In a Monday afternoon press conference, Etienne David Adorno, a democratic candidate for the 38th State Assembly seat and a member of Community Board 9, gathered several residents that live on 80 Street and 95 Avenue in Ozone Park, and asked the Department of Transportation (DOT) for a stop sign to be placed on that corner. He’s also asking for the same to be placed on 81 Street and 95 Avenue.
According to Adorno, the intersection is short distance away from P.S 64 and parents use that neighborhood to take their children to and from school.
He said that the stop sign would be a low cost option and would solve the problem of speeding cars on both intersections. 95 Avenue does have a stop sign going westbound.
He also cautioned that requests like this tend to take a long time to decide and that should not be the case.
“Something so low cost, something so simple should not be anything up to bureaucratic processes,” Adorno said. “Something like this, once requested, should be implemented.”
Two accidents have been reported this year at the 80 Street intersection, according to Adorno.
One accident occurred on May of this year, right in front of the home of Juan Guzman. He lives on the corner on 80 Street and 95 Avenue where the accident happened and where the press conference was held.
Guzman said that in the May accident, a car that was speeding down 80 Street crashed into the side gate of his house, destroying the bricks that surround the house.
He has since gotten it repaired, but that wasn’t the first time this has happened, Guzman said.
The 80th Street resident said that he has had to get that fencing replaced three times because of car accidents and it cost him $5,000 each time to fix it. Guzman now has installed two yellow poles, which are commonly seen at parking lots, in that area to serve as a buffer if anyone crashes into the gate again.
“How is that we have someone that lives in a residential neighborhood, having posts as if he lived on a commercial block?” said Adorno.
Guzman said that he hopes the sign is put on his block so that it can slow down drivers in that neighborhood.
“We need the stop sign. It can save everybody’s life,” he said.

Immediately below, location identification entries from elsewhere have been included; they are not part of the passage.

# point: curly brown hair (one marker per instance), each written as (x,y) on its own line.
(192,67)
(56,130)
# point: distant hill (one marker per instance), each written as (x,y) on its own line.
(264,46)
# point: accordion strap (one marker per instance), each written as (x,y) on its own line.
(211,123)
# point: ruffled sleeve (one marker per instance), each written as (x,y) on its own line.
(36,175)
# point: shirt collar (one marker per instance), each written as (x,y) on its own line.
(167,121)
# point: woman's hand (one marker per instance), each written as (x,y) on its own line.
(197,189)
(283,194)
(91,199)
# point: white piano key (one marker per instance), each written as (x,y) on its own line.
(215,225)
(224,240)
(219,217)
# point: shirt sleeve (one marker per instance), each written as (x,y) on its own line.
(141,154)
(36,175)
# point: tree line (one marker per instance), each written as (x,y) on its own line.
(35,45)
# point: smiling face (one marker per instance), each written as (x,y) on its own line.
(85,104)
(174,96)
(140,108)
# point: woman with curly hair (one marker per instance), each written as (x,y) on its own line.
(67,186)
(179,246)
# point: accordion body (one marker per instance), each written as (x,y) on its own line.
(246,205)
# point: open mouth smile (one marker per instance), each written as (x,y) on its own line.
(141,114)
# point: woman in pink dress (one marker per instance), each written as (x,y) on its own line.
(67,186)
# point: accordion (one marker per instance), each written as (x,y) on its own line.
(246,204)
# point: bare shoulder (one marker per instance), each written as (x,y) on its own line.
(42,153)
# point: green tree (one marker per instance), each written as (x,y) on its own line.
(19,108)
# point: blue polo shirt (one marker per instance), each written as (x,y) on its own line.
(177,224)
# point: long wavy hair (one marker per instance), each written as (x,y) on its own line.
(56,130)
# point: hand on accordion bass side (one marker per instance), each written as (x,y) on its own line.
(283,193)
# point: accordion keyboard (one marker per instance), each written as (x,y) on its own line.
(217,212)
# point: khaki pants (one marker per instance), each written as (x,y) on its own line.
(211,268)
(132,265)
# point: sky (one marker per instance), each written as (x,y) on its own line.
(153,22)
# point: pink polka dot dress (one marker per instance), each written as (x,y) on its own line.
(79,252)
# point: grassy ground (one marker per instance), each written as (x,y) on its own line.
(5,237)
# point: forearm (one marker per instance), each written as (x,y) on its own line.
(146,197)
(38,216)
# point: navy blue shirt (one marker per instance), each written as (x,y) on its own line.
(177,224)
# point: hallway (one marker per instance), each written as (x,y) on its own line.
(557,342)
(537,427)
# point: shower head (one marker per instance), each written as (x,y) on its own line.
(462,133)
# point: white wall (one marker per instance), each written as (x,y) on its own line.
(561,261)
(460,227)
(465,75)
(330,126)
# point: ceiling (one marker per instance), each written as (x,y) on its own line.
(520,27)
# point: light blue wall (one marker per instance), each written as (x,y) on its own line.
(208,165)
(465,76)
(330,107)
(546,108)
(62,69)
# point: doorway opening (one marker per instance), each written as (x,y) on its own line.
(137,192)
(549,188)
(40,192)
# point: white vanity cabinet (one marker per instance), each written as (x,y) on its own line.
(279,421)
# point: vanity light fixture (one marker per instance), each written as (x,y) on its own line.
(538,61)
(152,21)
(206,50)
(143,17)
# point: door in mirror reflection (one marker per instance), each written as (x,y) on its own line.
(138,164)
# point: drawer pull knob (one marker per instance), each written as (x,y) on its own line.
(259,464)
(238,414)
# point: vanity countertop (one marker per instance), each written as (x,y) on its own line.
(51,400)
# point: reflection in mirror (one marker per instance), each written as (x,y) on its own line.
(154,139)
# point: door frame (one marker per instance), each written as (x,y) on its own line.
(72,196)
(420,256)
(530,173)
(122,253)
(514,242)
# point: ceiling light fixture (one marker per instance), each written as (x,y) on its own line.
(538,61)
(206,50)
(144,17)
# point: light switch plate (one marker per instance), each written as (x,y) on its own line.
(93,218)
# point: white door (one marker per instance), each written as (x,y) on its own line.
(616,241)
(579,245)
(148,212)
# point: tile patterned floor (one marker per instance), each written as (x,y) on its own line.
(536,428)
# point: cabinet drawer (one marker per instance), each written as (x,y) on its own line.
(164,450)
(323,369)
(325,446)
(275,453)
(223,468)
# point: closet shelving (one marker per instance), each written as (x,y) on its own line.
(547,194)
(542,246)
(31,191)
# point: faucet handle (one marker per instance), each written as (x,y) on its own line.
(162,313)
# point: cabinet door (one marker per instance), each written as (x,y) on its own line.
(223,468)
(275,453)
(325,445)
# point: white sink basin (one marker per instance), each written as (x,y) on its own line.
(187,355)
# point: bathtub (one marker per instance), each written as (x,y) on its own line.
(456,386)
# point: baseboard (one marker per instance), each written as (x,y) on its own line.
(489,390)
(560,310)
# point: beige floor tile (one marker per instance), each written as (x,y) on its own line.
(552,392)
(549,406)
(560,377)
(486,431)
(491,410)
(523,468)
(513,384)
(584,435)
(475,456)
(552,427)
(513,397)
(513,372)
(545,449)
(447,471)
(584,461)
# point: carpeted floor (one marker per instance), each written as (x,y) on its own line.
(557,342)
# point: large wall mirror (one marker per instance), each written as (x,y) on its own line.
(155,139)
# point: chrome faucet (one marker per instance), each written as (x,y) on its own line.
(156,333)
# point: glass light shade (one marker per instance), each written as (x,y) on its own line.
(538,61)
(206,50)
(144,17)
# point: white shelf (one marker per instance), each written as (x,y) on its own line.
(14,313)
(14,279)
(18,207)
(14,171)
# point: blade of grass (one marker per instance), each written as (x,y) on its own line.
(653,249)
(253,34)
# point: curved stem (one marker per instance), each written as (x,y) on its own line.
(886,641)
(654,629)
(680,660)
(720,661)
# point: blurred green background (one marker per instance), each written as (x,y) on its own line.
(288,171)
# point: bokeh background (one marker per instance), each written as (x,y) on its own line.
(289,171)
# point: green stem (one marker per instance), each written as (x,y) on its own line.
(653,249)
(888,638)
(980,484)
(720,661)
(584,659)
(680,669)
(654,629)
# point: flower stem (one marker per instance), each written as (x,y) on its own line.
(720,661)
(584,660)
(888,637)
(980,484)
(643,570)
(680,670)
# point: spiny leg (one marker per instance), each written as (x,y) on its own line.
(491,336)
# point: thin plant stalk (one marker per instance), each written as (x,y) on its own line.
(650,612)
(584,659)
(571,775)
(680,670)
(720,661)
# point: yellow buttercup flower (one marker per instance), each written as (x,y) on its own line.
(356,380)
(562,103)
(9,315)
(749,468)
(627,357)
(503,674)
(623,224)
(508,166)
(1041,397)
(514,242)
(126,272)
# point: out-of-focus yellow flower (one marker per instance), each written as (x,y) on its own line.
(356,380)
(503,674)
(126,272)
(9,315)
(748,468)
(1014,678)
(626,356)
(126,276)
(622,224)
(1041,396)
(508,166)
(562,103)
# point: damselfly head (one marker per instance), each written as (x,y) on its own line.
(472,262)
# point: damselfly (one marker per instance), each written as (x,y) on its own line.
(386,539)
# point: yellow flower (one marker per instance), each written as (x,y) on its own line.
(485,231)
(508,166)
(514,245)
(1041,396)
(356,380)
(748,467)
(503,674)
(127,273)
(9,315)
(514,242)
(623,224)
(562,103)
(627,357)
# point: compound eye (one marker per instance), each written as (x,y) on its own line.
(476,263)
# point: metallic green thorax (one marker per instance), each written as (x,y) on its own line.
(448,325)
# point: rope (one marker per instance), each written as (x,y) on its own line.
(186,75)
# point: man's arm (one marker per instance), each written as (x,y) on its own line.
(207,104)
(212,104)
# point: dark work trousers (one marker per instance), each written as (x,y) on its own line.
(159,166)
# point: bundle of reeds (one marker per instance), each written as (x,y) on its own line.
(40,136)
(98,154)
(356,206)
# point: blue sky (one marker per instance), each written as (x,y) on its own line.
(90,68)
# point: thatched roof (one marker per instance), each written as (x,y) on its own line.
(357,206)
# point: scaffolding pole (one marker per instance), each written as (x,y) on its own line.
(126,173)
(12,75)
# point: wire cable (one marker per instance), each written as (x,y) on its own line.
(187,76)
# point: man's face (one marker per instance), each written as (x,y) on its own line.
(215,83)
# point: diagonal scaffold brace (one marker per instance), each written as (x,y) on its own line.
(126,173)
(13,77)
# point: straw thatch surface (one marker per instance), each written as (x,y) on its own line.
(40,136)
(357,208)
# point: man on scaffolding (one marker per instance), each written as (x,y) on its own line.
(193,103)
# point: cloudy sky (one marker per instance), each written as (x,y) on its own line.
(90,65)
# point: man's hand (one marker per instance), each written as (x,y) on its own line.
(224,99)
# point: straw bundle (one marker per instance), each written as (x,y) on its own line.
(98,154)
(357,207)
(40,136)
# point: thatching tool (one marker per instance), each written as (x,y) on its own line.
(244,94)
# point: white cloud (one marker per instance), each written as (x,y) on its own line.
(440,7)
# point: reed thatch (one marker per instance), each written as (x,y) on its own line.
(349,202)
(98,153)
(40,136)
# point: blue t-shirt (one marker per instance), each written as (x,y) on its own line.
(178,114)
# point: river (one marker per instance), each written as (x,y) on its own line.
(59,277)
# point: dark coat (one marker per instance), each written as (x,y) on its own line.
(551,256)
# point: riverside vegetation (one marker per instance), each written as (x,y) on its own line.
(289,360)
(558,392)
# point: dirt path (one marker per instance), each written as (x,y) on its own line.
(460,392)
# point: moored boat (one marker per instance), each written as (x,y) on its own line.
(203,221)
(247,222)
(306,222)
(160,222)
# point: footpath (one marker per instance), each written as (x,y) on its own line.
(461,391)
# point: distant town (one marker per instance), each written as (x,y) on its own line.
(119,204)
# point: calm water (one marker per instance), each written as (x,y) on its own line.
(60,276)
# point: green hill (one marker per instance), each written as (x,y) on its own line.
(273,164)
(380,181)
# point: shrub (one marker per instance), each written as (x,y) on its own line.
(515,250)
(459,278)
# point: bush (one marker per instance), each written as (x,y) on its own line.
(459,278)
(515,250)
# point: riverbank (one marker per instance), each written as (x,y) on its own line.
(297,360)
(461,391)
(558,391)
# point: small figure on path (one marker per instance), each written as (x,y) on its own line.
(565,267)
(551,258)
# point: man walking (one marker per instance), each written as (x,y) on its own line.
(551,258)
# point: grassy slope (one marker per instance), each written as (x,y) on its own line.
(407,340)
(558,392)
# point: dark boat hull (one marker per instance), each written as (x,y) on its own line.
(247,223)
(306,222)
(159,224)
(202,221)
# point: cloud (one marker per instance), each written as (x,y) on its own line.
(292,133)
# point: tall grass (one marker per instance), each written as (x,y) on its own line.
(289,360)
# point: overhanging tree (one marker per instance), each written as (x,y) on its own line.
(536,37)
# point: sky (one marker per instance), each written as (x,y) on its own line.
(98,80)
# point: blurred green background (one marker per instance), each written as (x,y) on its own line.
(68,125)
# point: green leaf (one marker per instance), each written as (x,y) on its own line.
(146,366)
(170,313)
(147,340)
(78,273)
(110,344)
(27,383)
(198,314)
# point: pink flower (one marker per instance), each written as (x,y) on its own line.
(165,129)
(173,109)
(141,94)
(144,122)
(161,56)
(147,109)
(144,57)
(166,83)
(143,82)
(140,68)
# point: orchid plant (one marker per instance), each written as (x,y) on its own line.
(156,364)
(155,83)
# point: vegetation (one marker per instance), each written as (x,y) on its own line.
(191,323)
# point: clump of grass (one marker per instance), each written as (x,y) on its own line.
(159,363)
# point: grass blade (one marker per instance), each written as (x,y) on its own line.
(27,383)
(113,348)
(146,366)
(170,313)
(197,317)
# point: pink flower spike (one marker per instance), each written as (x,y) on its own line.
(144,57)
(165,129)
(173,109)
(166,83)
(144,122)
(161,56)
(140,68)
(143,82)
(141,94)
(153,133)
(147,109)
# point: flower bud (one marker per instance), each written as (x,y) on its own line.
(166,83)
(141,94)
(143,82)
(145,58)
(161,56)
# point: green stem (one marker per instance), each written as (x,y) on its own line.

A DOT spokesperson said that it has received Adorno’s request for a stop sign at 80 street and it will evaluate if that area meets its requirements for the sign.
According to DOT’s website, among the federal guidelines it looks at when studying a location for a stop sign is the amount of car traffic on an average day for 8 hours and 4 hours. This is to see if there is so much traffic on one street that it causes delays or conflict with another nearby street. It also looks at pedestrian traffic and if heavy traffic on a given street causes delays in crossing over to another area.
You can find the rest of the guidelines at nyc.gov/dot and clicking on the “FAQs” tab.